Ese pecado proviene de nuestro interior, no como un implante de la cultura o influencias externas. Pablo escribe acerca de esta «naturaleza pecaminosa» que influye fuertemente en nuestras decisiones: «Yo sé que en mí, es decir, en mi naturaleza pecaminosa, nada bueno habita. Aunque deseo hacer lo bueno, no soy capaz de hacerlo. De hecho, no hago el bien que quiero, sino el mal que no quiero. Y, si hago lo que no quiero, ya no soy yo quien lo hace, sino el pecado que habita en mí.» (Romanos 7: 18-20).
Felizmente, Dios abrió un camino para nuestro rescate del castigo que merecemos a causa de nuestro pecado. Ese camino es a través de la fe en Jesús como nuestro Salvador. «En consecuencia, ya que hemos sido justificados mediante la fe, tenemos paz con Dios por medio de nuestro Señor Jesucristo. También por medio de él, y mediante la fe, tenemos acceso a esta gracia en la cual nos mantenemos firmes. Así que nos regocijamos en la esperanza de alcanzar la gloria de Dios.» (Romanos 5: 1–2).
Además, Dios nos da gracia y fuerza para luchar contra nuestros deseos de tomar decisiones pecaminosas. Nuestra parte es elegir enfocarnos en glorificar a Dios en todo lo que hacemos. Dios puede cambiar nuestro «corazón», dándonos el deseo de agradarle. Respecto a Israel, Dios le dijo a Ezequiel: «Yo les daré un corazón íntegro, y pondré en ellos un espíritu renovado. Les arrancaré el corazón de piedra que ahora tienen, y pondré en ellos un corazón de carne, para que cumplan mis decretos y pongan en práctica mis leyes. Entonces ellos serán mi pueblo, y yo seré su Dios.» (Ezequiel 11:19-20). 2 Corintios 5:17 nos dice que somos nuevas creaciones en Cristo. El Salmo 37: 4-6 dice: «Deléitate en el Señor, y él te concederá los deseos de tu corazón. Encomienda al Señor tu camino; confía en él, y él actuará. Hará que tu justicia resplandezca como el alba; tu justa causa, como el sol de mediodía.”
Romanos 12: 2 habla de ser transformados para entender los deseos de Dios para nosotros: «No se amolden al mundo actual, sino sean transformados mediante la renovación de su mente. Así podrán comprobar cuál es la voluntad de Dios, buena, agradable y perfecta.»(Romanos 12: 2).
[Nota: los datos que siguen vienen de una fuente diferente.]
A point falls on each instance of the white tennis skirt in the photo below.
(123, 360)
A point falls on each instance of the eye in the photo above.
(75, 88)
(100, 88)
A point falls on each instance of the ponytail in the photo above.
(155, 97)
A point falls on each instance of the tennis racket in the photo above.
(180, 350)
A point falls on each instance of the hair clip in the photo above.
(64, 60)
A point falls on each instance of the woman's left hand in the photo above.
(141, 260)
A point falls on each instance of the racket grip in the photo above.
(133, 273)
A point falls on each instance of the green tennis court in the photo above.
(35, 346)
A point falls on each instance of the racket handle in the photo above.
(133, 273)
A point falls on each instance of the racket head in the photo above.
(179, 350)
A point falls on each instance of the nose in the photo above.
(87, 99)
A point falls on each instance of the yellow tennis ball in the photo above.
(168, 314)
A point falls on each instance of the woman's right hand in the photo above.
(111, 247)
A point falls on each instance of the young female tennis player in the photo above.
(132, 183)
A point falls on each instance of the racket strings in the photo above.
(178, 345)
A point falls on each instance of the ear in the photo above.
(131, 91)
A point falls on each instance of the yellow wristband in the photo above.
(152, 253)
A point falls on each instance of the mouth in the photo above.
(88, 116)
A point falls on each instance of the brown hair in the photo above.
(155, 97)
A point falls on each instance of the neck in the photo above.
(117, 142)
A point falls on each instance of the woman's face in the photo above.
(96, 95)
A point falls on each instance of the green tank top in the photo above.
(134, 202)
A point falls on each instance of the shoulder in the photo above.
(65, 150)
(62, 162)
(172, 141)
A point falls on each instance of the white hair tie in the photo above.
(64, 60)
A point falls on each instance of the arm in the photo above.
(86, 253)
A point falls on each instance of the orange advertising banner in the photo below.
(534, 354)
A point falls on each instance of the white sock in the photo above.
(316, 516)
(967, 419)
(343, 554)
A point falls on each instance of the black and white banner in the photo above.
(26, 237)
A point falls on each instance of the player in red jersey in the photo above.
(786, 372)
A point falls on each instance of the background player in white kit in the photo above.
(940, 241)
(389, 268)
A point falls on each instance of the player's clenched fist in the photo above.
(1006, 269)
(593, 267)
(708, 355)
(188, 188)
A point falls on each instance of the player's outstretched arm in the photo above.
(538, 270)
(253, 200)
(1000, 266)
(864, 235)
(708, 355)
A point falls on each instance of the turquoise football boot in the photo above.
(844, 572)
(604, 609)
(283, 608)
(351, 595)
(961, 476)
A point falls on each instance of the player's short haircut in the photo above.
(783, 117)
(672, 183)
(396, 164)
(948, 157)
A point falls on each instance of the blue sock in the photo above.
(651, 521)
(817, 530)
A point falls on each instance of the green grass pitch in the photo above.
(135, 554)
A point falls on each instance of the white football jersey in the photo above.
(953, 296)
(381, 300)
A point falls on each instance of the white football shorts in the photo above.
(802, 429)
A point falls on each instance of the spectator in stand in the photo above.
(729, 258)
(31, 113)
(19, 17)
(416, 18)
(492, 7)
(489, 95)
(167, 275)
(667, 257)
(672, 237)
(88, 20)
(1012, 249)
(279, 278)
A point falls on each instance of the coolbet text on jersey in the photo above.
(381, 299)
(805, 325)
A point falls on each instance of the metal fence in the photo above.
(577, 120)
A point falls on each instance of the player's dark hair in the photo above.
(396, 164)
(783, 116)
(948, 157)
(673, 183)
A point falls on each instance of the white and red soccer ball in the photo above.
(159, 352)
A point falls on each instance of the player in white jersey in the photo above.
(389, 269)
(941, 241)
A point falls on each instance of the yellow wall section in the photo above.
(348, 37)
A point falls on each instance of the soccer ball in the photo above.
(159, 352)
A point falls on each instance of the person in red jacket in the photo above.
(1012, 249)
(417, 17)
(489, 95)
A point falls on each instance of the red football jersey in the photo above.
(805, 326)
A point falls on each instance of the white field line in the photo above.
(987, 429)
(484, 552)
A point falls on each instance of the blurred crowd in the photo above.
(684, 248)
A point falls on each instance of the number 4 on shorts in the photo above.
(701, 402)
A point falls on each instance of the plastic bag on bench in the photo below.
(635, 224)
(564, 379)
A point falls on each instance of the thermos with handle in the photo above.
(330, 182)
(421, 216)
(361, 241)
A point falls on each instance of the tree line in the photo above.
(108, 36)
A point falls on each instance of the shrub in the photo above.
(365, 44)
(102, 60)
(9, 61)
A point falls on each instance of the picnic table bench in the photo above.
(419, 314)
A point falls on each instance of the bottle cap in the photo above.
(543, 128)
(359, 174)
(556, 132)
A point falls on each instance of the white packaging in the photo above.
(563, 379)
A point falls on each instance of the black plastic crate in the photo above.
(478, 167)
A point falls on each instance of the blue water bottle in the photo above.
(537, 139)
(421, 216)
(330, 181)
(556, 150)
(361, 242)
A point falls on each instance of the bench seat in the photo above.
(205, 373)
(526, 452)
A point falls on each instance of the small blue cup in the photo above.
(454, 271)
Los deseos de Dios se convierten en nuestros deseos, nuestras mentes se transforman y nuestra capacidad para discernir la voluntad de Dios se logrará solo si nos arrepentimos de nuestra maldad y aceptamos con fe el regalo de salvación de Dios a través de Su Hijo, Jesucristo. Podemos tomar las instrucciones de Pablo a Timoteo en 2 Timoteo 3: 14-17 como nuestra guía:
“Pero tú permanece firme en lo que has aprendido y de lo cual estás convencido, pues sabes de quiénes lo aprendiste. Desde tu niñez conoces las Sagradas Escrituras, que pueden darte la sabiduría necesaria para la salvación mediante la fe en Cristo Jesús. Toda la Escritura es inspirada por Dios y útil para enseñar, para reprender, para corregir y para instruir en la justicia, a fin de que el siervo de Dios esté enteramente capacitado para toda buena obra.»